Empiristler insan bilgisinin yalnızca deneyimle başladığını değil, aynı zamanda deneyimle sınırlı olduğunu düşünürler. 18. yüzyıl düşünürü David Hume’a göre, duyularımız bize izlenimler verir -adından da anlaşılacağı gibi, dünya, duyu alıcılarımıza çarparak zihnimizde iz bırakır. Bir bebek deneyim esnasında birçok türden şeyle karşılaşır: açık, mavi bir gökyüzü, mavi bir bina, mavi bir kitap. Tüm bunlar bebeğin zihninde izlenimler oluşturur. Hume’a göre, mavi şeylerin yeterince izlenimini edindikten sonra bebek, bu izlenimlerden kopyalanan ve onlara benzeyen bir mavi fikri edinir. Bu fikirlere ihtiyacımız vardır çünkü bunlar düşüncenin temel yapı taşlarıdır. Eğer birine “Şurada mavi bir kuş var,” ya da “En sevdiğim renk mavidir,” demek isterseniz bir ‘mavi’ fikrine ihtiyacınız olacaktır. Aynı zamanda bir ‘kuş’ fikrine de ihtiyacınız olacaktır ki bu biraz daha karmaşık bir meseledir.

Oldukça basit bir teori; peki tutarlı mı? İzlenimler doğal olaylardır, ağaç halkaları gibi. Deneyimde bize verilen şey zihnimize bir neden-sonuç ilişkisi olarak girer -bunlar oldukça karmaşık nedenler ve sonuçlar olsa da, nihayetinde bir neden-sonuç ilişkisi söz konusudur. Fakat öyleyse izlenimler nedensellik dünyasına, şeylerin oldukları gibi davrandıkları bir dünyaya aittir. Mavi bir nesne bana bir görsel izlenim verdiğinde bu izlenim ağaç halkalarının taşıdığı gibi bir bilgi taşıyabilir; ama izlenim onun nedeni ‘hakkında’ mıdır? Sırf kendi hakkında bile olsa, bize herhangi bir şey söyler mi? İzlenimlerin bunu yapabiliyor olması çok şaşırtıcı olurdu. İzlenimler basit nedensel süreçlerin çıktısı, fikirler düşüncenin yapıtaşları, ve fikirler de bir şekilde izlenimlerin kopyaları ya da imgeleri olurdu. Ancak bu sürecin bir noktasında neden- sonuç ilişkisinden düşüncenin özüne geçiş yapıyoruz. Oysa düşünce ve konuşma doğal olayların olamayacağı bir şekilde doğru ya da yanlış olabilir- o hâlde fikirler (düşüncenin ve konuşmanın özü) nasıl izlenimlerden oluşuyor olabilir?
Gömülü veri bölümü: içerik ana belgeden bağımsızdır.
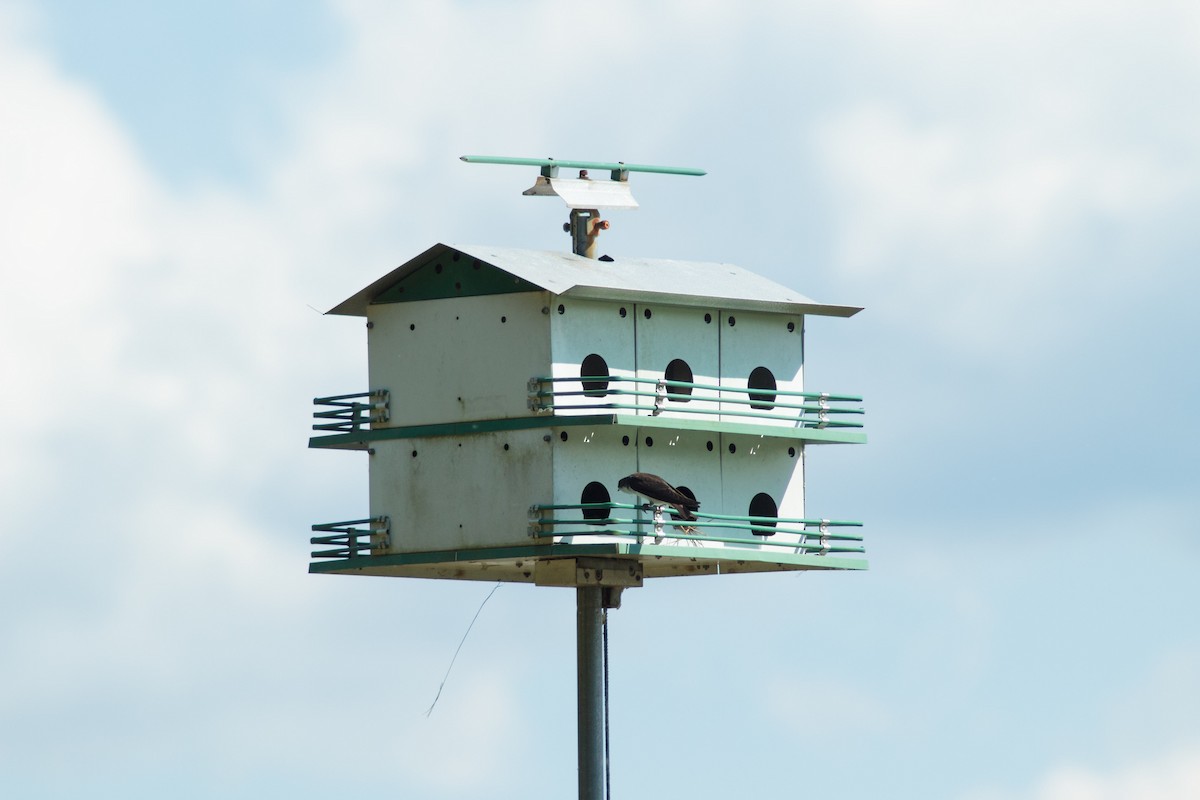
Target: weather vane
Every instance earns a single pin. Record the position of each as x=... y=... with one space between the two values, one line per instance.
x=585 y=194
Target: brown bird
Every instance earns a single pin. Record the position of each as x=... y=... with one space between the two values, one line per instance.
x=659 y=492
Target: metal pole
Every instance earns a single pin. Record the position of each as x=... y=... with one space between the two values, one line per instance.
x=589 y=648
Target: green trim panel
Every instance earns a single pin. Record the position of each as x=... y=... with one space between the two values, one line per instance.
x=361 y=439
x=516 y=564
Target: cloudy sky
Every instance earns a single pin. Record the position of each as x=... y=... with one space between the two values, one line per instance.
x=1012 y=192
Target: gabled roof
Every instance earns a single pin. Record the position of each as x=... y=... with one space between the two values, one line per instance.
x=462 y=270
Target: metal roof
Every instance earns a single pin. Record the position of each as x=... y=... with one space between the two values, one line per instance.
x=631 y=280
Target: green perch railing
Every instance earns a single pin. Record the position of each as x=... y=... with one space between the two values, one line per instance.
x=815 y=535
x=679 y=397
x=349 y=541
x=348 y=413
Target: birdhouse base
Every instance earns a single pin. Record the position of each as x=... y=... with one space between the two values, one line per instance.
x=622 y=564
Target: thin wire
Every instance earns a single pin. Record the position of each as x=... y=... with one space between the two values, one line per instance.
x=607 y=765
x=460 y=648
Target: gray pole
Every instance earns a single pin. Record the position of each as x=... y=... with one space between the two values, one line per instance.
x=589 y=647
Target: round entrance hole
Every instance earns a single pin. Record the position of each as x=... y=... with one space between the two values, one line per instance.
x=762 y=378
x=595 y=492
x=597 y=368
x=763 y=506
x=678 y=370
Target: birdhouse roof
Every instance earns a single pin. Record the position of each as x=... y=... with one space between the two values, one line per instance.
x=465 y=270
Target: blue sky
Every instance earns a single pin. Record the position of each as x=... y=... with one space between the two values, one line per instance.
x=1011 y=191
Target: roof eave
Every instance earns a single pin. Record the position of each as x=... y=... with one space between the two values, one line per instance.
x=357 y=304
x=732 y=304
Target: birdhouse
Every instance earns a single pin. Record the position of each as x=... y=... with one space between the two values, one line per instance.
x=510 y=391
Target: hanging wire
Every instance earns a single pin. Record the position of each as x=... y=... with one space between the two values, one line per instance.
x=461 y=642
x=607 y=768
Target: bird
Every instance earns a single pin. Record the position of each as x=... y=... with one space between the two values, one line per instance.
x=659 y=492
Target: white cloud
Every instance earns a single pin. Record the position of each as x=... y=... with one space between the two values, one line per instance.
x=1014 y=164
x=1173 y=775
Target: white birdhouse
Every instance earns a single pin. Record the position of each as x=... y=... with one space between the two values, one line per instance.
x=511 y=390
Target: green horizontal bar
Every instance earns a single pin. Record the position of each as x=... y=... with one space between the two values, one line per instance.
x=582 y=164
x=706 y=411
x=767 y=530
x=688 y=398
x=700 y=537
x=361 y=438
x=600 y=379
x=792 y=521
x=643 y=551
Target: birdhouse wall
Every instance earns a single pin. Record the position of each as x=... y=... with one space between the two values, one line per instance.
x=753 y=465
x=448 y=493
x=688 y=459
x=587 y=328
x=459 y=359
x=689 y=340
x=587 y=456
x=756 y=340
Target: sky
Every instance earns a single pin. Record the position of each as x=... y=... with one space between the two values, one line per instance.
x=1011 y=191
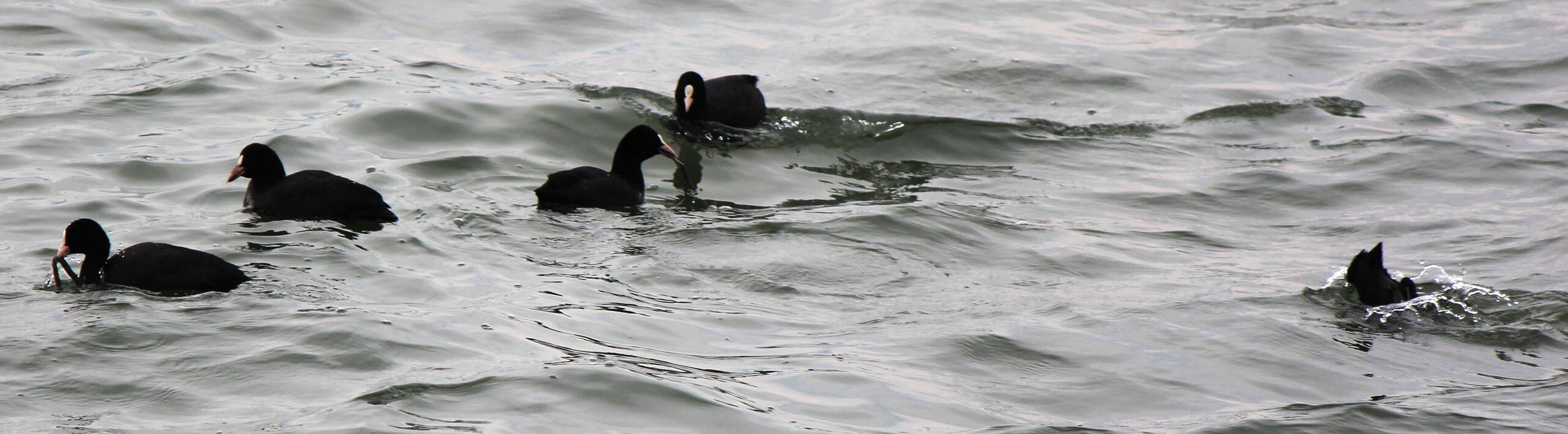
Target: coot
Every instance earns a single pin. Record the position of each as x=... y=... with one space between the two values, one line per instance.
x=731 y=101
x=304 y=195
x=620 y=187
x=1371 y=280
x=151 y=267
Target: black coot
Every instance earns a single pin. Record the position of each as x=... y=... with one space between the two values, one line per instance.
x=151 y=267
x=1371 y=280
x=620 y=187
x=304 y=195
x=731 y=101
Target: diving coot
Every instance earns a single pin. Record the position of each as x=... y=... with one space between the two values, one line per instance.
x=620 y=187
x=304 y=195
x=1371 y=280
x=731 y=101
x=151 y=267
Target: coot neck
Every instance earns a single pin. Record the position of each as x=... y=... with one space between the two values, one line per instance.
x=261 y=184
x=93 y=268
x=628 y=165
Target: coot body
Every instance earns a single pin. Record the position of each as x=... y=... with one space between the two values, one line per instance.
x=304 y=195
x=157 y=268
x=617 y=188
x=1371 y=280
x=733 y=101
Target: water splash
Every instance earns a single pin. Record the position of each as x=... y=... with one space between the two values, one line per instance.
x=1455 y=298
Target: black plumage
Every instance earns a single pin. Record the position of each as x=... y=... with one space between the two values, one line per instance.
x=304 y=195
x=733 y=101
x=1371 y=281
x=615 y=188
x=157 y=268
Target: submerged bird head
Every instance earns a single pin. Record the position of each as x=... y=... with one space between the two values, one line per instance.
x=689 y=94
x=258 y=162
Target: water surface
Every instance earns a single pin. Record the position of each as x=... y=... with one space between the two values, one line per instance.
x=984 y=217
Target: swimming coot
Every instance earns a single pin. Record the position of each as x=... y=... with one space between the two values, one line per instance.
x=304 y=195
x=151 y=267
x=1371 y=280
x=731 y=101
x=620 y=187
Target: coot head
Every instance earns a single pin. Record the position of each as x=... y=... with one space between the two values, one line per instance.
x=258 y=162
x=689 y=94
x=82 y=237
x=639 y=145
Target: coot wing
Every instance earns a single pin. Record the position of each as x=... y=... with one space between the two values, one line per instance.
x=322 y=195
x=172 y=270
x=736 y=101
x=589 y=187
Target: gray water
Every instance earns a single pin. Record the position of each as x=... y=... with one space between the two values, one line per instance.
x=982 y=217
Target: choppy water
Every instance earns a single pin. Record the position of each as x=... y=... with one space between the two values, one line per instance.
x=989 y=217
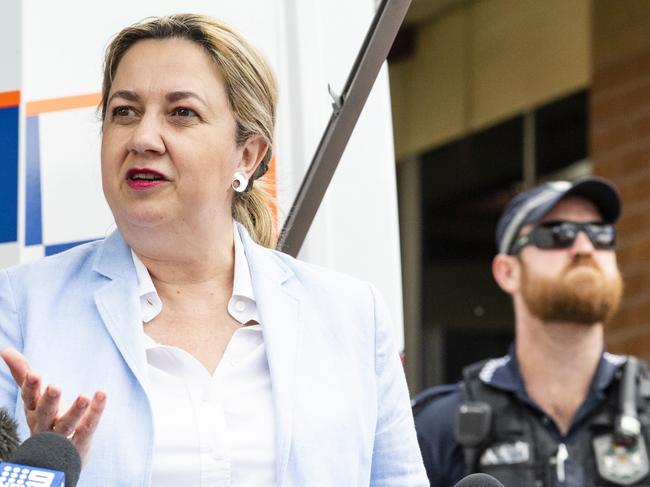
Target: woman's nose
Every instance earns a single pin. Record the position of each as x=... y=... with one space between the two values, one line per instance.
x=147 y=136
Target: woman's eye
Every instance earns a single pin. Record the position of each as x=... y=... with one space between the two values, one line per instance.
x=121 y=112
x=184 y=112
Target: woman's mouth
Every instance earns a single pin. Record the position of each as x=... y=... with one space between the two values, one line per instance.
x=144 y=178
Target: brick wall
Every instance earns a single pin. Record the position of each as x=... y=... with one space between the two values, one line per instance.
x=620 y=150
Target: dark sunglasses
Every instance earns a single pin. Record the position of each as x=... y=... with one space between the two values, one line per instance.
x=562 y=234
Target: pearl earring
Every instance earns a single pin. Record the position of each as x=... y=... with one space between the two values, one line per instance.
x=239 y=182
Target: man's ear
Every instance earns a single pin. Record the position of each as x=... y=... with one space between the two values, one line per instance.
x=506 y=270
x=253 y=151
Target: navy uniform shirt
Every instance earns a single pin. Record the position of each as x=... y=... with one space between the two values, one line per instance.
x=443 y=456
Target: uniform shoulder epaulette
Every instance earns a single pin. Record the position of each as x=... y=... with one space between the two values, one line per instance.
x=427 y=396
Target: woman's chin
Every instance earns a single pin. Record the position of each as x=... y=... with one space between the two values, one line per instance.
x=141 y=218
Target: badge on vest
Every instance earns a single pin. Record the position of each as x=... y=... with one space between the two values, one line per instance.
x=618 y=463
x=506 y=454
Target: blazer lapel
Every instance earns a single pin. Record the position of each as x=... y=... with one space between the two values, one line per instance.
x=277 y=296
x=117 y=302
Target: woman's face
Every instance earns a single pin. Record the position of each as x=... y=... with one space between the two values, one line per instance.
x=168 y=149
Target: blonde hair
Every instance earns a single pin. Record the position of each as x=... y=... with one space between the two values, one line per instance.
x=251 y=89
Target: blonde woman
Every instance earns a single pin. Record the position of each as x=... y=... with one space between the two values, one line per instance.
x=217 y=361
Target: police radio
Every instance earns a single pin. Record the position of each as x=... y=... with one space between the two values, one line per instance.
x=622 y=457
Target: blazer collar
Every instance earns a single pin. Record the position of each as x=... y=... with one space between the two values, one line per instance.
x=118 y=303
x=278 y=296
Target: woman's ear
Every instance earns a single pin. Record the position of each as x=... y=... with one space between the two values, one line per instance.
x=253 y=151
x=506 y=270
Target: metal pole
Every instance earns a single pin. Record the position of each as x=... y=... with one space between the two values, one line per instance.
x=346 y=110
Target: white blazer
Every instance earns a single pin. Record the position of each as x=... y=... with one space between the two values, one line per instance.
x=342 y=413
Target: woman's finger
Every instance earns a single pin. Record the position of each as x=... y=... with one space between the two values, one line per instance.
x=31 y=390
x=88 y=424
x=46 y=410
x=17 y=363
x=67 y=423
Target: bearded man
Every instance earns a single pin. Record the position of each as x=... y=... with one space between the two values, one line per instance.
x=558 y=409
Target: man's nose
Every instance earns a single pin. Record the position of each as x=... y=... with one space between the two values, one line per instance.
x=582 y=244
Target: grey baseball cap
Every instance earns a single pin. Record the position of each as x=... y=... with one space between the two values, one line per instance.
x=530 y=206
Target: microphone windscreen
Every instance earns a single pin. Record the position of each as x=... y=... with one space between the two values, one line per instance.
x=479 y=480
x=52 y=451
x=8 y=434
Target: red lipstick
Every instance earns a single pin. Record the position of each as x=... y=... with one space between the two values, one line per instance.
x=140 y=178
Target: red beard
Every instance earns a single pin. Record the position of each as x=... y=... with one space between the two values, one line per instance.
x=581 y=293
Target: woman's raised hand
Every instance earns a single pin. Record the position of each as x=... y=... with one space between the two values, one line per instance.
x=43 y=410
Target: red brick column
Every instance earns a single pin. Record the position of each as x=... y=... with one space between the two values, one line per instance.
x=620 y=150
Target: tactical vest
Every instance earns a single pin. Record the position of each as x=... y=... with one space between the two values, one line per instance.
x=511 y=441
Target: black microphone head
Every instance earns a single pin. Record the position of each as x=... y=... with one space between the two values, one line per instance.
x=52 y=451
x=8 y=434
x=479 y=480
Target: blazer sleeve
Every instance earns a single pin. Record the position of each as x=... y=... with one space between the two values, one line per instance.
x=10 y=336
x=396 y=458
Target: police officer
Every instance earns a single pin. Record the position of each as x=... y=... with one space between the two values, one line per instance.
x=557 y=410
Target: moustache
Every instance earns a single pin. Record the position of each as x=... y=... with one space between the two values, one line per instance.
x=583 y=260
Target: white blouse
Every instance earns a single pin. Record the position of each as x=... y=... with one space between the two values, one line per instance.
x=211 y=429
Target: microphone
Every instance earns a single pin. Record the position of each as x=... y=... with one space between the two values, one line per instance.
x=8 y=435
x=45 y=460
x=479 y=480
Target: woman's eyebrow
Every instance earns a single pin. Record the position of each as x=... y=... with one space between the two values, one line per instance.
x=181 y=95
x=126 y=94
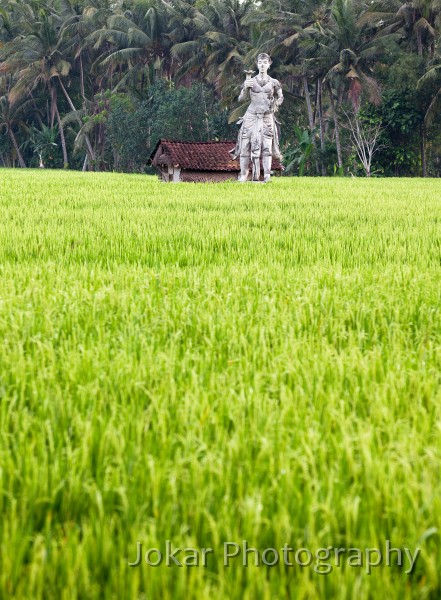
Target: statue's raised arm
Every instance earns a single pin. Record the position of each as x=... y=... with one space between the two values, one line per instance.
x=258 y=138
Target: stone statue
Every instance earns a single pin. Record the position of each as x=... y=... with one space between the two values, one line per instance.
x=260 y=131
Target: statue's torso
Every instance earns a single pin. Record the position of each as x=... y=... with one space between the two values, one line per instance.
x=262 y=95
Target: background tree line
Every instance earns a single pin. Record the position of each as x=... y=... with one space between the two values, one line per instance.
x=93 y=84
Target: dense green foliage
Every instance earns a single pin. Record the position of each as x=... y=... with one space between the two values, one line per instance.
x=374 y=67
x=217 y=363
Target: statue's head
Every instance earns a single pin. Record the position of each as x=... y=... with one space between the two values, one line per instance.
x=264 y=57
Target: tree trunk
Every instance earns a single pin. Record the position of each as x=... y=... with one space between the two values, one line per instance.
x=322 y=135
x=310 y=118
x=21 y=162
x=63 y=139
x=337 y=127
x=423 y=150
x=71 y=104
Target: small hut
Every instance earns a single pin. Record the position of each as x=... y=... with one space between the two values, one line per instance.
x=178 y=161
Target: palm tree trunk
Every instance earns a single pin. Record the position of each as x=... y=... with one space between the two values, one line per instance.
x=423 y=150
x=337 y=127
x=63 y=139
x=310 y=118
x=21 y=162
x=322 y=135
x=71 y=104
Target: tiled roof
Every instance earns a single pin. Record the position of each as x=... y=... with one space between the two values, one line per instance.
x=197 y=156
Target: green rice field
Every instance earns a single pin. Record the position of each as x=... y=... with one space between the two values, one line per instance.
x=209 y=366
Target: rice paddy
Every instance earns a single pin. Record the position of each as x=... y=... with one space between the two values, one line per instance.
x=217 y=363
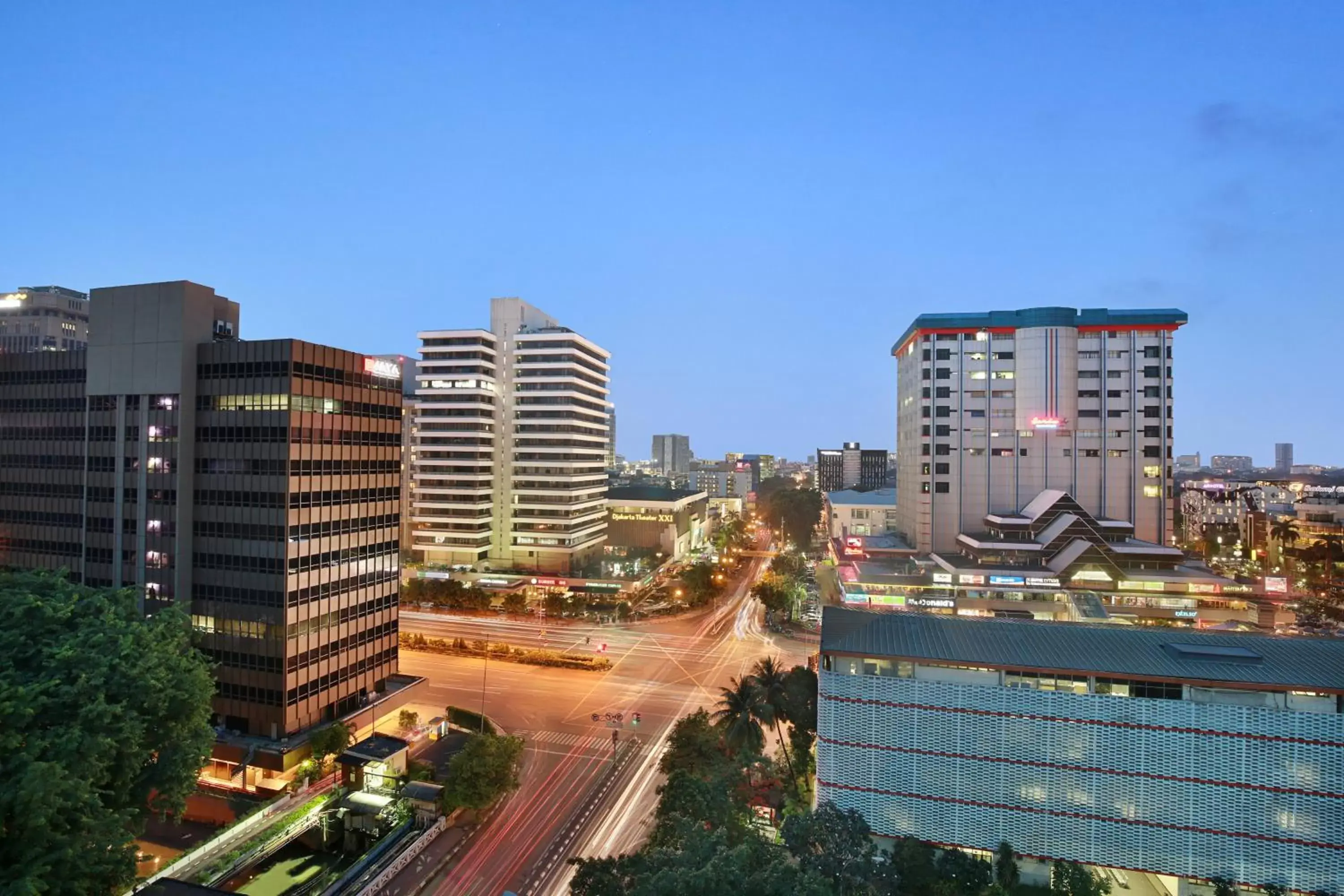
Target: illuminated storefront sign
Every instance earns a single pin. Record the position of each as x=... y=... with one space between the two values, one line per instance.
x=639 y=516
x=382 y=367
x=1144 y=586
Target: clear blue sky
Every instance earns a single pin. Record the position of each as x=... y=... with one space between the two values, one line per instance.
x=745 y=203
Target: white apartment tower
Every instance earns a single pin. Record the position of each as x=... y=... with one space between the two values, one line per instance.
x=996 y=408
x=510 y=447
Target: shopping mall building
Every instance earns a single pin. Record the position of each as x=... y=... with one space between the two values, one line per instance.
x=1182 y=754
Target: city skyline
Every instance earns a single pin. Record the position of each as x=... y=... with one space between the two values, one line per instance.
x=631 y=170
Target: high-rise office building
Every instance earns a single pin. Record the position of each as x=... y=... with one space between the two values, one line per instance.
x=1232 y=462
x=43 y=319
x=253 y=482
x=513 y=429
x=996 y=408
x=1284 y=457
x=672 y=454
x=851 y=466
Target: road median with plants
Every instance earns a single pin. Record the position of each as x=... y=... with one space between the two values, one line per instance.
x=503 y=652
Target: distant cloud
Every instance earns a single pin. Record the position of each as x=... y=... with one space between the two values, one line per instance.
x=1229 y=127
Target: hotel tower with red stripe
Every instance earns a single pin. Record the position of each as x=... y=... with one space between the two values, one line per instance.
x=996 y=408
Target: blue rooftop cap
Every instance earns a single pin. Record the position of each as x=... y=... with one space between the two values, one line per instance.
x=1047 y=316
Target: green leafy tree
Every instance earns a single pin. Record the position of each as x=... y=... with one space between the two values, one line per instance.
x=1006 y=868
x=104 y=719
x=963 y=875
x=737 y=716
x=556 y=605
x=791 y=564
x=834 y=843
x=483 y=771
x=1072 y=879
x=694 y=745
x=330 y=741
x=775 y=591
x=771 y=683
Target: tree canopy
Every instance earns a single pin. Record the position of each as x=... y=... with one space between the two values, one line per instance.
x=104 y=719
x=483 y=771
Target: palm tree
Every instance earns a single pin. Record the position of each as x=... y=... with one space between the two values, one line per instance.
x=737 y=716
x=773 y=698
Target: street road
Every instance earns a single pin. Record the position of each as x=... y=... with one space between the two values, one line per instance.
x=660 y=669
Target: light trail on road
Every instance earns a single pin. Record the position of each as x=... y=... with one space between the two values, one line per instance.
x=662 y=669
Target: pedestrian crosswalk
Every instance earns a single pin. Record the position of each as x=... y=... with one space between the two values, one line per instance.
x=568 y=739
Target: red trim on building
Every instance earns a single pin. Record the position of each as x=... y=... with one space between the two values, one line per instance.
x=1213 y=732
x=1033 y=763
x=1084 y=816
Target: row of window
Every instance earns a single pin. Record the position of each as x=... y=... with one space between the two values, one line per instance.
x=41 y=546
x=342 y=555
x=41 y=517
x=340 y=645
x=248 y=694
x=334 y=679
x=41 y=405
x=238 y=370
x=42 y=378
x=340 y=617
x=304 y=404
x=242 y=660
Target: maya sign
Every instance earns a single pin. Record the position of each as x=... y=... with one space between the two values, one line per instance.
x=382 y=367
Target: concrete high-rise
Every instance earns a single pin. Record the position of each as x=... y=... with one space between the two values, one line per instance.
x=513 y=429
x=996 y=408
x=43 y=319
x=1284 y=457
x=672 y=454
x=851 y=466
x=253 y=482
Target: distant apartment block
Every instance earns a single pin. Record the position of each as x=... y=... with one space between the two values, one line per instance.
x=672 y=454
x=851 y=466
x=43 y=319
x=1232 y=462
x=511 y=447
x=1284 y=457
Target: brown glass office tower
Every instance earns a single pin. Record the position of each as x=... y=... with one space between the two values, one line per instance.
x=254 y=482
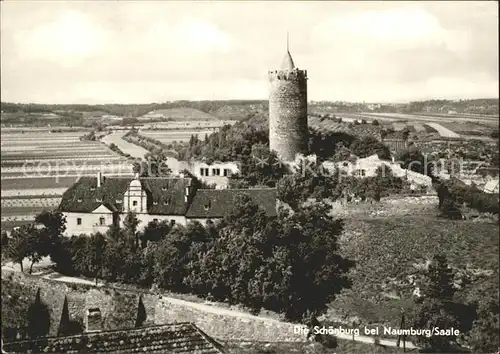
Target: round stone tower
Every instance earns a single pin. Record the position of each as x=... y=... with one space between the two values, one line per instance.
x=288 y=131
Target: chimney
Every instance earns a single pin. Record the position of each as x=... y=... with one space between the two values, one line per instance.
x=93 y=320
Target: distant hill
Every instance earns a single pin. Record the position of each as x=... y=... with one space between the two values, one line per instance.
x=181 y=113
x=74 y=114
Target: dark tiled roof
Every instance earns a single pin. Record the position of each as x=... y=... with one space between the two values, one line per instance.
x=218 y=203
x=170 y=338
x=165 y=195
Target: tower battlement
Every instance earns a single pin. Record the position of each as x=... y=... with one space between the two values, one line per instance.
x=288 y=75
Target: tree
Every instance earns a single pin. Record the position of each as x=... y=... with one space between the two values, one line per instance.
x=319 y=271
x=312 y=182
x=95 y=253
x=436 y=307
x=38 y=318
x=5 y=239
x=484 y=336
x=405 y=133
x=154 y=165
x=450 y=210
x=155 y=231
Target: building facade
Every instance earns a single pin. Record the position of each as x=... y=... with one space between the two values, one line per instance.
x=288 y=128
x=94 y=204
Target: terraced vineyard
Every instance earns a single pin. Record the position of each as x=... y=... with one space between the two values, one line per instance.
x=39 y=165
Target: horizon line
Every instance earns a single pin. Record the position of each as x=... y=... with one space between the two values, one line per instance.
x=251 y=99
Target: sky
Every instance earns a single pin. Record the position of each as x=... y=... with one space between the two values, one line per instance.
x=143 y=52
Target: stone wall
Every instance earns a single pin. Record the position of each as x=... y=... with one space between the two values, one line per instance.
x=288 y=129
x=119 y=310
‘Mit’ işte budur: Yalnızca Parmesanın neden olduğu bir kokusal deneyimle, Parmesanın farkına varırsınız.

‘Verili’ tam olarak burada Verili Olanın Miti’ne dönüşür. Duyular -sinir sisteminde çakan kıvılcımlar- açıklanamayacak bir şekilde düşüncelere dönüşür ve bu düşünceler doğru veya yanlış, isabetli veya hatalı olabilir. Bir şimşeğin bir ağaca çaktığını hayal edin. Bir kül bulutu bir kayanın üzerine dökülür ve bazıları yanmış bazıları yanmamış odun parçaları kayanın üstündeki küllerin üstüne saçılır. Oradan bir satranç ustası geçer ve bu manzara ona tıpkı bir satranç maçının finali gibi görünür: Siyahlar beyaz şahı almak üzeredir. Fakat her ne kadar öyle görünse de bu bir satranç oyunu değildir. Satranç, kurallara göre oynanan bir oyundur; oysa burada yalnızca tuhaf bir tesadüf söz konusudur.   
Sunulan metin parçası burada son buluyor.